L’importanza di essere visti



Come ricercare e trovare quei momenti in cui, nella coppia, ciascuno può allenare qualche aspetto di sé come ad esempio l’ascolto, la fiducia, la pazienza, la tenacia, la compartecipazione, il gioco di squadra, l’introspezione, e così via. 


Nella vita di coppia si attraversano varie fasi e si condividono successi e insuccessi, sfide e traguardi. Talvolta sono frutto di scelte consapevoli e comuni e riguardano obiettivi che la coppia si è prefissata, altre volte sono situazioni che la vita riserva con grande generosità sia in positivo che in negativo.
Si tratta in ogni caso di occasioni in cui ciascuno può allenare qualche aspetto di sé come ad esempio l’ascolto, la fiducia, la pazienza, la tenacia, la compartecipazione, il gioco di squadra, l’introspezione, e così via.
Potrebbe in ogni caso accadere di non essere nelle condizioni di poter dare la dovuta considerazione all’altro oppure che quello che il partner si vive sia in antitesi a ciò che l’altro si sta vivendo e che nella condivisione si generino fatica, invidia, incomprensioni e conflitti.
Cosa significa e cosa fare?
Una facile deduzione potrebbe essere quella di colpevolizzare sé stesso o l’altro per non saper amare, stare accanto, condividere, sostenere e tutto quello che viene indicato essere aspetti dell’amore e della relazione di coppia.

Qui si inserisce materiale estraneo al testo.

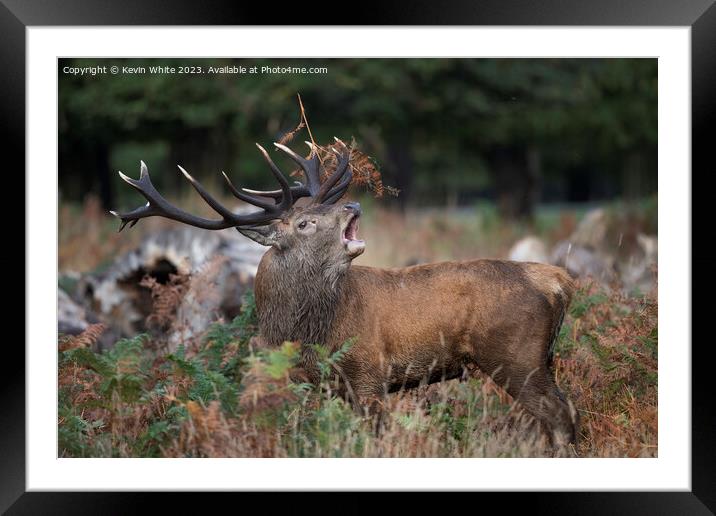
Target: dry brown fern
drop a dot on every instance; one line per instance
(364, 168)
(166, 298)
(86, 339)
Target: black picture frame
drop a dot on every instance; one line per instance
(17, 15)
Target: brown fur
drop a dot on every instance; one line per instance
(420, 323)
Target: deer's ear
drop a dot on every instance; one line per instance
(264, 235)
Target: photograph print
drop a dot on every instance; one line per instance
(420, 257)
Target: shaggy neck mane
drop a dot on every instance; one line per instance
(297, 299)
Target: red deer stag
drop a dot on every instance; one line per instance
(426, 322)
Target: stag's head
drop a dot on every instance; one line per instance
(320, 227)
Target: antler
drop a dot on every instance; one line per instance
(327, 193)
(159, 206)
(284, 198)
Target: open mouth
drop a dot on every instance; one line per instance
(353, 244)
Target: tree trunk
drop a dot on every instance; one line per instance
(516, 173)
(400, 156)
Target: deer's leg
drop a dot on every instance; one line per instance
(537, 393)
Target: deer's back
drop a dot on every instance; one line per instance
(442, 310)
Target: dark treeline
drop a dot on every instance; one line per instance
(443, 131)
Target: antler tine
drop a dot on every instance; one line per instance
(287, 197)
(327, 192)
(297, 191)
(340, 189)
(159, 206)
(310, 167)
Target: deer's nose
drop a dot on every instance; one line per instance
(352, 206)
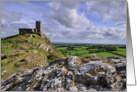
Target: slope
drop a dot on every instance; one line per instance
(26, 51)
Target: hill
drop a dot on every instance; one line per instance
(29, 62)
(26, 51)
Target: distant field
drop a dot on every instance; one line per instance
(86, 50)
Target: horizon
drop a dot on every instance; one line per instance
(98, 22)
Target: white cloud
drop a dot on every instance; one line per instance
(67, 14)
(114, 11)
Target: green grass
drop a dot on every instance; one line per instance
(87, 50)
(105, 54)
(20, 55)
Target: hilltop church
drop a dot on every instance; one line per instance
(38, 29)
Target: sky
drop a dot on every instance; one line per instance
(101, 22)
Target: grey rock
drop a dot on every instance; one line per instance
(66, 74)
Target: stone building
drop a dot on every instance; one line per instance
(38, 29)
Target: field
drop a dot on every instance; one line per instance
(81, 50)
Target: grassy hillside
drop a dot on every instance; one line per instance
(86, 50)
(26, 51)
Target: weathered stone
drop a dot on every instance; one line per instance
(64, 75)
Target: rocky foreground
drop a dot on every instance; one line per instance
(71, 74)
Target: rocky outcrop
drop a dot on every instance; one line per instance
(68, 74)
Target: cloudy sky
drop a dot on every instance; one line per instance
(102, 22)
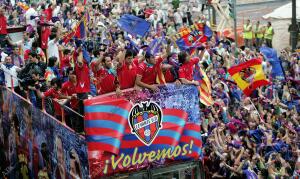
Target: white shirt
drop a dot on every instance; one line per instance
(31, 12)
(10, 73)
(53, 49)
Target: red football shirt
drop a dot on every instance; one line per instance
(65, 62)
(126, 75)
(52, 93)
(149, 72)
(83, 78)
(106, 81)
(3, 25)
(69, 89)
(169, 77)
(186, 70)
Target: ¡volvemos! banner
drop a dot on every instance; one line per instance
(141, 128)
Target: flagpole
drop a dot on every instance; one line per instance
(255, 109)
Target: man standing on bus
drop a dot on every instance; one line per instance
(248, 34)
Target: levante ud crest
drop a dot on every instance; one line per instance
(145, 120)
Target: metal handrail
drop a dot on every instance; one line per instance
(43, 106)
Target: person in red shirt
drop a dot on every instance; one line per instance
(69, 89)
(3, 28)
(106, 76)
(65, 63)
(148, 70)
(171, 74)
(127, 70)
(55, 93)
(83, 86)
(185, 71)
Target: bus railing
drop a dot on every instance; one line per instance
(66, 111)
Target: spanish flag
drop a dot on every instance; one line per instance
(249, 76)
(205, 86)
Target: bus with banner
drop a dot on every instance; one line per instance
(138, 135)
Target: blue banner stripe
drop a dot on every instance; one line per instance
(104, 139)
(192, 133)
(129, 137)
(173, 119)
(107, 109)
(169, 133)
(104, 124)
(194, 148)
(153, 147)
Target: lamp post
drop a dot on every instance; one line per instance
(294, 27)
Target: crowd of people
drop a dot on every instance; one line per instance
(255, 136)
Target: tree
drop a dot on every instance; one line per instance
(175, 4)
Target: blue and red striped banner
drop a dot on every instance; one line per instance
(109, 132)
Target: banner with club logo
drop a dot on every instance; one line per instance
(35, 145)
(142, 129)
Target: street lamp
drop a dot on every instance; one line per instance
(294, 27)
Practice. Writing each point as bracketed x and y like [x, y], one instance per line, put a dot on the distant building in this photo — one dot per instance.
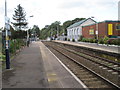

Per chi giunge a questa deduzione non esistono molte vie di uscita: o adeguarsi mascherando i propri sentimenti e comportamenti oppure chiudere la relazione “per incompatibilità di carattere”.
E se invece la difficoltà fosse solo un’occasione per crescere come individui e nella relazione di coppia? E come?
Per prima cosa non cercare facili vie di fuga del tipo “non siamo fatti l’uno per l’altro”. È nello stare nella situazione che si può comprendere fino in fondo cosa genera, in che modo, perché e cosa invece potrebbe aiutare.
In secondo luogo guardarsi dentro in una condizione di ascolto di sé, privo di giudizio. Ogni emozione ha un suo perché, esprime un bisogno o un diritto e come tale va accolta, guardarsi nel profondo può non essere facile all’inizio ma piano piano può divenire una grande risorsa sia per l’individuo che per la coppia.
In terzo luogo chiedere all’altro di ascoltare quanto si è compreso e si vuole condividere. Questo punto è un passaggio delicato in quanto occorre tener conto del Timing, il giusto momento in cui chiederlo e nello stesso tempo essere disponibili a concordare con l’altro quando questo dialogo potrà avvenire.
Perché abbia successo è importante avere tempo e privacy anche se questo significa dover attendere. Per questo motivo agenda in mano, si fissa una data con l’intento di rispettarla. Un luogo neutro come ad esempio uno spazio aperto in genere funziona molto bene, ma può andare bene anche il comodo divano di casa purché senza fonti di disturbo.
In quarto luogo, lasciare all’altro l’occasione di poter esprimere il proprio vissuto, oppure aggiungere qualche aspetto che a suo parere non è stato tenuto in conto. Il partner potrebbe ad esempio non avere la stessa percezione del vissuto dell’altro. Pertanto è importante che gli esempi siano contestualizzati.
È inoltre importante che questa fase del dialogo non si trasformi in un contraddittorio e che le personali visioni della situazione possano essere entrambe esplicitate e riconosciute.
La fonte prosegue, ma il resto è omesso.